I was in Houston when Entercom flipped KLEF (94.5) from classical in 1986. The new format: automated oldies. The River Oaks set flipped their wigs.
At least it got the Houston Chronicle to rediscover radio and actually write some articles about. The Post was much better about this sort of thing.
Entercom's best success, I think, was KITS, which started out as a Spanish-language station under different call letters. As a CHR station, it reportedly was no great shakes but when it went alternative, it blossomed. The current iteration of Live 105 reflects some of that, probably as much as is possible under present-day economic conditions for radio. Audacy's really boneheaded move with KITS comprised the years of "Dave".
I don't think Entercom's issue was not knowing what to do with classical. It had done it long enough to know that its legs had gone about as far as they could go with it as a commercial format.

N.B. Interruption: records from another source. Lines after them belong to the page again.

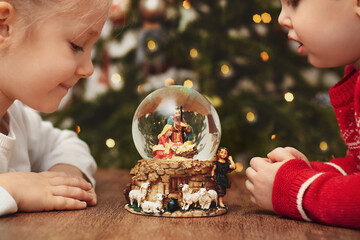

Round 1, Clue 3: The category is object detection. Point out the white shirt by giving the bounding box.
[0,101,96,216]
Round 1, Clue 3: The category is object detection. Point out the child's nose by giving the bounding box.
[75,56,94,78]
[278,8,292,28]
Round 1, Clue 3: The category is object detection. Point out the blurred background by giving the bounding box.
[44,0,345,171]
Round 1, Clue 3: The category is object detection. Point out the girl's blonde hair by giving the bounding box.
[5,0,112,31]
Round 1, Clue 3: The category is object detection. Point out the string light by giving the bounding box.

Ingram made noises several times in the early 1990s about changing the format on KXTR. At one point there was talk of moving the format to AM, on KBEA. But I think if he had done that, there would have been adverse effects on his publications (Ingram's, The Independent), which were dependent upon the support of Kansas City's upper classes (Mrs. Bridge lived on!) and which seemed to be what he really cared about. Entercom actually made the change, stuffed KXTR into the AM expanded band, and changed 96.5 to an alternative format which did well for quite a few years.
If you want to say Entercom didn't have a clear vision for 102.1 in general, I would agree with that.
Another year, another format on 102.1. It felt more like, "let's dump this loser format on USC" even though it wasn't a loser format in the Bay Area. Entercom had preconceived notions rooted in standard program-director dogma, and the result was not pretty. And that was 15 years ago when financial pressures weren't what they are now.